VLSI Technology recently announced its VSC11 process. It is a 150 nm five-layer, aluminum-based process that offers copper as an option for the top two layers. The company serves a number of very cost sensitive markets, and its position is that using copper could make devices for those markets too expensive. The company is offering the mixed solution for applications requiring more performance. With this approach, VLSI plans to learn as much as possible about copper processing before committing to an all-copper process. The company plans to use proven tungsten plug technology on all metal layers for the present.
Last September, Lucent Technologies announced its COM-2 technology, which is all aluminum at this time. At that time, Mark Pinto, chief technical officer of Lucent's microelectronics group said, '... we will introduce copper interconnects into our modular COM-2 process at the point when it provides cost-effective performance advantages for our customers. Despite the hype, the market is not demanding copper, and equivalent performance can be achieved in this timeframe by more cost-effective approaches.'
Intel (Santa Clara, Calif.) has chosen to forego copper interconnects for the 180 nm technology generation. The company announced several months ago that it will stay with aluminum and use increased aspect ratios. This will keep metal traces farther apart, reducing capacitive coupling. Intel plans to start using copper in its 130 nm (0.13 µm) technology in the 2001-2002 time frame.
Motorola Semiconductor Products Sector (Austin, Texas) produced a SRAM product last year using a 0.20 µm design. It used a dual damascene copper process for all interconnects except for a tungsten contact to the silicon. The company plans to migrate copper to all products over the next five years.
IBM announced last September that it was shipping 400 MHz PowerPC 740/750 chips with copper interconnects and that plans were in place to use it in more products this year. The process, CMOS 7SF, is a 180 nm technology.
Another option for copper migration that has gone relatively unnoticed is to push the top metal layers onto the package.

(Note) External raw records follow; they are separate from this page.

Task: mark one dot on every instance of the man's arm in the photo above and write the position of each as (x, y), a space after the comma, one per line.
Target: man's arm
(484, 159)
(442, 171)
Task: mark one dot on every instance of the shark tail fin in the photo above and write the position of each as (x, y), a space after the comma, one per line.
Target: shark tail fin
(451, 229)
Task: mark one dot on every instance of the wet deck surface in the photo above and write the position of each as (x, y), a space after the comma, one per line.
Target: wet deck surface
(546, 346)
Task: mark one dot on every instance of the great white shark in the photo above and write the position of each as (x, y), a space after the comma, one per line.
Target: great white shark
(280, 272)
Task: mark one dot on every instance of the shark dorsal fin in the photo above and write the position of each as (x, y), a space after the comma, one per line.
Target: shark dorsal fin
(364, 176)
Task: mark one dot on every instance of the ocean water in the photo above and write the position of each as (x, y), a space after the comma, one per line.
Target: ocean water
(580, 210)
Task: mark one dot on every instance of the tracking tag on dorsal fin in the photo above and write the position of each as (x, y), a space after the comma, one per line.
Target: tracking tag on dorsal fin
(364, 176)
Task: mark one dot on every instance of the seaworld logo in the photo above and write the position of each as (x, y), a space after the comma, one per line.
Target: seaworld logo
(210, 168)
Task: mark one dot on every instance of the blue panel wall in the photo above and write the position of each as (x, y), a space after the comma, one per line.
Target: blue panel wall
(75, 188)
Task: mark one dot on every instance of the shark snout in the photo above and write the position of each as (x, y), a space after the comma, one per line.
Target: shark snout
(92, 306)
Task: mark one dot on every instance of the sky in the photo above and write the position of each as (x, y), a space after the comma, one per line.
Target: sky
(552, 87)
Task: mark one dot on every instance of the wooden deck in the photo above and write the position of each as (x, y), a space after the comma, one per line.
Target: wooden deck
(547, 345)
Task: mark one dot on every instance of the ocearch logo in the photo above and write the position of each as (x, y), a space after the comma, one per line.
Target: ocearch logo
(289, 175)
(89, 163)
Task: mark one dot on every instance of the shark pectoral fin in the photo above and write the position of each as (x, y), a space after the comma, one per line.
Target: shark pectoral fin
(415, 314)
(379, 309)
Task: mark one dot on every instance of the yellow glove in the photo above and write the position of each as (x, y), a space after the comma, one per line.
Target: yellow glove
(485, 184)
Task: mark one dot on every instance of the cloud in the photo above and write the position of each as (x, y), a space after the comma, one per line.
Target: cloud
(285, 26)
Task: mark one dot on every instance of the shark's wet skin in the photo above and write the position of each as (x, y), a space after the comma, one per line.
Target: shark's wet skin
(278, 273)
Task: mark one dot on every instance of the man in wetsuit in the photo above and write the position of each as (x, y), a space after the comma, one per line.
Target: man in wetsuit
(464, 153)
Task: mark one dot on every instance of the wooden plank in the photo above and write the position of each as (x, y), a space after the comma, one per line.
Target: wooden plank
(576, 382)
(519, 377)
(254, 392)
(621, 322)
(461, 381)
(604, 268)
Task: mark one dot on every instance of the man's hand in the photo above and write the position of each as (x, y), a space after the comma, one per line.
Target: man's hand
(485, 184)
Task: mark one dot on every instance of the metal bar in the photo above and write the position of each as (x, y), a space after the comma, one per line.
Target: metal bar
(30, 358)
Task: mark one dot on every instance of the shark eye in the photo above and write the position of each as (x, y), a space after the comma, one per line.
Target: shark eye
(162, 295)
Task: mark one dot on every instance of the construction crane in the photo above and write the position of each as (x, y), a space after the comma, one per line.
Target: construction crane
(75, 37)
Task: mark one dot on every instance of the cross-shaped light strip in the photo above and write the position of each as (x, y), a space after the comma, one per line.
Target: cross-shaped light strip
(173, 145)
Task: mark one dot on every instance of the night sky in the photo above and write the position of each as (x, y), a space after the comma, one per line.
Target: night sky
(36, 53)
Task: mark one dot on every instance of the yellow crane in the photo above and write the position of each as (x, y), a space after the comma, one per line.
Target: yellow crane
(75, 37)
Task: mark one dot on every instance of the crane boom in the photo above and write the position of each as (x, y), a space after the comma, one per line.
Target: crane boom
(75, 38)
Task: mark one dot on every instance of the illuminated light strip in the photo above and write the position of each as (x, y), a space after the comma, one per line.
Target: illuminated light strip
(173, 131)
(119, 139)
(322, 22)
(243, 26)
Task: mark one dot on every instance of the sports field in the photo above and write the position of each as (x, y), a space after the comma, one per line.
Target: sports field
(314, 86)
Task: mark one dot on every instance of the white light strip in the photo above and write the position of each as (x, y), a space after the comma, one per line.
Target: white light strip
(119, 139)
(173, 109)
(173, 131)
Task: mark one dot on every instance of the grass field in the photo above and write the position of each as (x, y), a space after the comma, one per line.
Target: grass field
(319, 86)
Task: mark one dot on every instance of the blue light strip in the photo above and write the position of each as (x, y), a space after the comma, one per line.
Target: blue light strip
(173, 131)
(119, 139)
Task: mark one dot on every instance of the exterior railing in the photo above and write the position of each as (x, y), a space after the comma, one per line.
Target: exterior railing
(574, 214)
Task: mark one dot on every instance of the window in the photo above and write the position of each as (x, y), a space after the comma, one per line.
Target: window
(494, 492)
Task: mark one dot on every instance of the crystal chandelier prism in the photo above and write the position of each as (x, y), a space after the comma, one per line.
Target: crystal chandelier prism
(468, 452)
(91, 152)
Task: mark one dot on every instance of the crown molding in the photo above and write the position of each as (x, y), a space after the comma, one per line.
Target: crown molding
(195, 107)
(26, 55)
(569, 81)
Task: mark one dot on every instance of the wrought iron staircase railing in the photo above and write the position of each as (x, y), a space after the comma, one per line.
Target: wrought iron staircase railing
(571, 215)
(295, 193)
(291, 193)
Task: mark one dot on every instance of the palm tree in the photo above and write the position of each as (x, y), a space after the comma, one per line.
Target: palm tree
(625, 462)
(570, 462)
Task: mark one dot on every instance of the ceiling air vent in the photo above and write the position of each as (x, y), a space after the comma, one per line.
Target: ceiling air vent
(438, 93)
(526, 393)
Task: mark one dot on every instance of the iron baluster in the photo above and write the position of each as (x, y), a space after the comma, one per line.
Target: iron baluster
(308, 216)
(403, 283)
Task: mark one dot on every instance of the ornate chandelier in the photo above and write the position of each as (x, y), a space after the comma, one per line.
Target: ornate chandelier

Some memory manufacturers have tried this approach with promising results. Tessera (San Jose, Calif.) has been pushing the idea as a cost-effective way to migrate to copper, and it has uncovered some other advantages. The company's packaging technology puts a compliant layer between the die and the package. This allows the use of large power planes and clock tree structures in the package that would break if they were put on the die due to copper's coefficient of thermal expansion (CTE) difference with silicon.
Though copper adoption is taking hold, it will be several years before it is
pervasive. In most cases, demand and cost-effectiveness considerations are
dictating companies' migration paths.